Language of document :

Arrest van het Gerecht van 26 februari 2015 – Sabbagh / Raad

(Zaak T-652/11)1

(„Gemeenschappelijk buitenlands en veiligheidsbeleid – Beperkende maatregelen tegen Syrië – Bevriezing van tegoeden – Kennelijke beoordelingsfout – Niet-contractuele aansprakelijkheid”)

Procestaal: Frans

Partijen

Verzoekende partij: Bassam Sabbagh (Damascus, Syrië) (vertegenwoordigers: M.-A. Bastin en J.-M. Salva, advocaten)

Verwerende partij: Raad van de Europese Unie (vertegenwoordigers: B. Driessen en S. Kyriakopoulou, gemachtigden)

Voorwerp

Ten eerste, een verzoek tot nietigverklaring van uitvoeringsverordening (EU) nr. 1151/2011 van de Raad van 14 november 2011 tot uitvoering van verordening (EU) nr. 442/2011 betreffende beperkende maatregelen tegen Syrië (PB L 296, blz. 3), besluit 2011/782/GBVB van 1 december 2011 betreffende beperkende maatregelen tegen Syrië en houdende intrekking van besluit 2011/273/GBVB (PB L 319, blz. 56), en verordening (EU) nr. 36/2012 van de Raad van 18 januari 2012 betreffende beperkende maatregelen in het licht van de situatie in Syrië en tot intrekking van verordening (EU) nr. 442/2011 (PB L 16, blz. 1), voor zover die handelingen verzoeker betreffen, en, ten tweede, een verzoek tot schadevergoeding

Dictum

Het verzoek tot nietigverklaring van de uitvoeringsverordeningen van de Raad die dateren van na de vaststelling van verordening (EU) nr. 36/2012 van de Raad van 18 januari 2012 betreffende beperkende maatregelen in het licht van de situatie in Syrië en tot intrekking van verordening nr. 442/2011, wordt niet-ontvankelijk verklaard.

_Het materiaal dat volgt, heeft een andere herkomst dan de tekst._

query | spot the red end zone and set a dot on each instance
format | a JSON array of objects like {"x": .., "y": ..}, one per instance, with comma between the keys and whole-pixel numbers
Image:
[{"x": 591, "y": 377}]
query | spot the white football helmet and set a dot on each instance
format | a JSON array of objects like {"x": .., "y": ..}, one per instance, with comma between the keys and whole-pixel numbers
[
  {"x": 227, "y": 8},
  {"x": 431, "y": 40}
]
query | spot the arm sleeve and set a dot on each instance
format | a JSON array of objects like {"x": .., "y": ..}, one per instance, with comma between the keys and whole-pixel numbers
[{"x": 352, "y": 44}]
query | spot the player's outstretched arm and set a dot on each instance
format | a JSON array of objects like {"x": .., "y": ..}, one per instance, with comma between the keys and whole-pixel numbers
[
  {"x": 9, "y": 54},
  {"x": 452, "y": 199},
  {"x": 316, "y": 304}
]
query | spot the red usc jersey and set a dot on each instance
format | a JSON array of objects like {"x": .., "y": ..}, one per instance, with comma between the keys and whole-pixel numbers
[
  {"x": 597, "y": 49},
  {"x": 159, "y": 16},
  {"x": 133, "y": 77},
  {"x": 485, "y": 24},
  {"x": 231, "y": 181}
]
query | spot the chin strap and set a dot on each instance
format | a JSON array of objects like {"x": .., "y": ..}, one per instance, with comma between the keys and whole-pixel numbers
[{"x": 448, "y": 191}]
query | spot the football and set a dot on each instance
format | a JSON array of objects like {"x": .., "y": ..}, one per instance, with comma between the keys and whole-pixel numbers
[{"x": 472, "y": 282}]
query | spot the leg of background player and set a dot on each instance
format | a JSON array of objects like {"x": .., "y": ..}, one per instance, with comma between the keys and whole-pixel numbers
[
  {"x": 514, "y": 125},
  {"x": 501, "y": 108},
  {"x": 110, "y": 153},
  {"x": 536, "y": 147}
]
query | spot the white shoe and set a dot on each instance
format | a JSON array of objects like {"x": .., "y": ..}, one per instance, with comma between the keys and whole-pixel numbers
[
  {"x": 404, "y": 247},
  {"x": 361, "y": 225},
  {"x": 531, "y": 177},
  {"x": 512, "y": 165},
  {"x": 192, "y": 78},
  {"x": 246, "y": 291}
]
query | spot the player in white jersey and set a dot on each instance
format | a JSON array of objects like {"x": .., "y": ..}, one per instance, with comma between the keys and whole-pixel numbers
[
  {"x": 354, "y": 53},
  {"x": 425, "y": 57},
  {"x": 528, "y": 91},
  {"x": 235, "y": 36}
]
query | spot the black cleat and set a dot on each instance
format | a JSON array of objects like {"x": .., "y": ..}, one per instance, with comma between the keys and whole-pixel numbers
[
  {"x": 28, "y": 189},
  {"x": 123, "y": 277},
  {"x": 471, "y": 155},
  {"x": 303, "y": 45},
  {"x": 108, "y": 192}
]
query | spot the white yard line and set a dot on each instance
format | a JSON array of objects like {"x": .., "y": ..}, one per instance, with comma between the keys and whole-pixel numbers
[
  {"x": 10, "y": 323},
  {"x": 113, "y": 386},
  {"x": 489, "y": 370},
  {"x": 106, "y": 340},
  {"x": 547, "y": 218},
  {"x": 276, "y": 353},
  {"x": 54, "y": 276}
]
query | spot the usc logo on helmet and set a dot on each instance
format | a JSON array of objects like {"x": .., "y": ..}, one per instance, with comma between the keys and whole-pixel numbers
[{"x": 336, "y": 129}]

De volgende handelingen worden nietig verklaard, voor zover zij Bassam Sabbagh betreffen:

uitvoeringsverordening (EU) nr. 1151/2011 van de Raad van 14 november 2011 tot uitvoering van verordening (EU) nr. 442/2011;

besluit 2011/782/GBVB van 1 december 2011 betreffende beperkende maatregelen tegen Syrië en houdende intrekking van besluit 2011/273/GBVB;

verordening nr. 36/2012.

De gevolgen van de nietig verklaarde besluiten en verordeningen worden ten aanzien van Sabbagh gehandhaafd tot de datum waarop de termijn voor een verzoek om hogere voorziening verstrijkt of, indien binnen die termijn hogere voorziening is ingesteld, totdat die hogere voorziening eventueel is afgewezen.

Het verzoek tot schadevergoeding wordt afgewezen.

De Raad van de Europese Unie zal zijn eigen kosten dragen alsmede de helft van die van Sabbagh.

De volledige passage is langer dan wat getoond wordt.